To support efficient design automation for emerging computing fabrics, novel data structures for logic synthesis and technology mapping are being intensively studied. It has been shown that for several promising computing technologies intermediate forms, such as Majority-inverter graph (MIG) and XOR-Majority graph (XMG) can be particularly beneficial. This has propelled the Boolean Majority operator at the forefront of research. Though these structures primarily utilize 3-input Majority nodes, the efficacy of $n$ -input Majority operators has been demonstrated as well. A long-standing research problem, in that context and also for theoretical circuit complexity, is to determine efficient decomposition of an $n$ -input Majority $({\mathrm{ Maj}}_{n})$ function in terms of 3-input Majority $({\mathrm{ Maj}}_{3})$ operator. In this manuscript, we make two significant advances in this topic. First, a practically realizable linear decomposition is provided, thus improving the previously reported quadratic bounds.
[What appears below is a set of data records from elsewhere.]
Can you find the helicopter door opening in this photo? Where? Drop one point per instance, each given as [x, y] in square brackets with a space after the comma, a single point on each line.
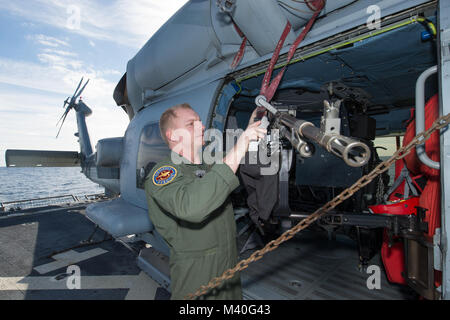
[376, 88]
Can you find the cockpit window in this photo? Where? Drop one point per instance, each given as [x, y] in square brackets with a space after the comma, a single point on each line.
[152, 149]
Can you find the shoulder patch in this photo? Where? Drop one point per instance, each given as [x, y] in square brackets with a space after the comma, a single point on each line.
[164, 175]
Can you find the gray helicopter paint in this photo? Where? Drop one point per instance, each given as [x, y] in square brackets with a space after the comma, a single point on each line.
[218, 66]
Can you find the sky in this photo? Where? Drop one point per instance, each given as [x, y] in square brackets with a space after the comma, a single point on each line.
[48, 45]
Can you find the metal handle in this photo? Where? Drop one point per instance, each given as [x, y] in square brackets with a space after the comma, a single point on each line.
[420, 116]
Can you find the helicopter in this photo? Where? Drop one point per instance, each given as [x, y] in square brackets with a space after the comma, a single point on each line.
[365, 59]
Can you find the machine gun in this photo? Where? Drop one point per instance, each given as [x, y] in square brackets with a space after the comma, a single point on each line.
[301, 133]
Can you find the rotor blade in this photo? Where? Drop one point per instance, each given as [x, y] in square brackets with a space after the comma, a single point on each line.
[82, 89]
[81, 81]
[65, 112]
[63, 120]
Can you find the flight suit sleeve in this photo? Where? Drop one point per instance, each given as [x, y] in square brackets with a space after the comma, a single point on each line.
[193, 200]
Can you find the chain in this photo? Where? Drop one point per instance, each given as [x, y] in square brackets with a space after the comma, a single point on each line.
[344, 195]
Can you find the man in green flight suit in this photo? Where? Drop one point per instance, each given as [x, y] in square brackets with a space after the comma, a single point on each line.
[190, 207]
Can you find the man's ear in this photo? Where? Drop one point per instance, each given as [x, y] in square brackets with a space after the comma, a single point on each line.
[171, 136]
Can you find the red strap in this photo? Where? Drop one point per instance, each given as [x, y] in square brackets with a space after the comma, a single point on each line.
[268, 90]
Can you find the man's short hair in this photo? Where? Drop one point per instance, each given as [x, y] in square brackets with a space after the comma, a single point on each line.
[166, 118]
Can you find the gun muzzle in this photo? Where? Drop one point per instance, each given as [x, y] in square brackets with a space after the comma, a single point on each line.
[353, 152]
Second, the theoretical upper bound of decomposing ${\mathrm{ Maj}}_{n}$ , in terms of ${\mathrm{ Maj}}_{3}$ , is reduced from $5.884n$ to $3n$ . The erstwhile theoretical upper bound of $5.884n$ also lacked a practical construction for ${\mathrm{ Maj}}_{n}$ decomposition, presumably due to the presence of sequential elements in the algorithm. The proof of the linearity, detailed construction procedure along with experimental studies using state-of-the-art synthesis flows to validate the aforementioned claims are presented in this work. The results are applicable to threshold Boolean functions, too.